Mo Air. Photo Josh Collins

On Thursday I was whooped. I came home, took a nap, did some work, and got a message to do a dries run with Patrick Cindrich and Richard Perkins. We showed up and the middle wave was still in! So we blew off the run once again and surfed. I was way tired from the week I had but was feeling good on the waves.
Friday was a good day for the run. Only a couple miles long, it is full of catch on the fly waves and huge holes to dodge. It was fun to actually run the river. The waves all react and bounce off each other, so a slight change in the level can change the character of the rapids drastically.

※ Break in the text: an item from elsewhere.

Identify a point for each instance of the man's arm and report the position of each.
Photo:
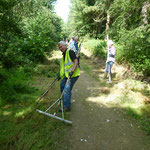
(75, 64)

Righty Clean. Photo Matt Smink

Saturday was back to the “Three Waves” level and I was way more comfortable. They felt slow after surfing at twice the flow all week. I was ticking off all the tricks I knew and going for those hard to get ones working my way up to them so one day they will come second nature! I was about to leave when young guns Edison Jones and Dion Carroll showed up ready to rip. They were going at it asking me a million questions and trying everything the could to get airborne. I just kept telling them to carve and spin. The tricks will come later.
Hope more people take advantage of these iconic waves as they are some of the best on the continent. Check the New River at Thurmond USGS gauge when there is water. If it is reading between 25,000 to 70,000 cfs then the waves and run are world class.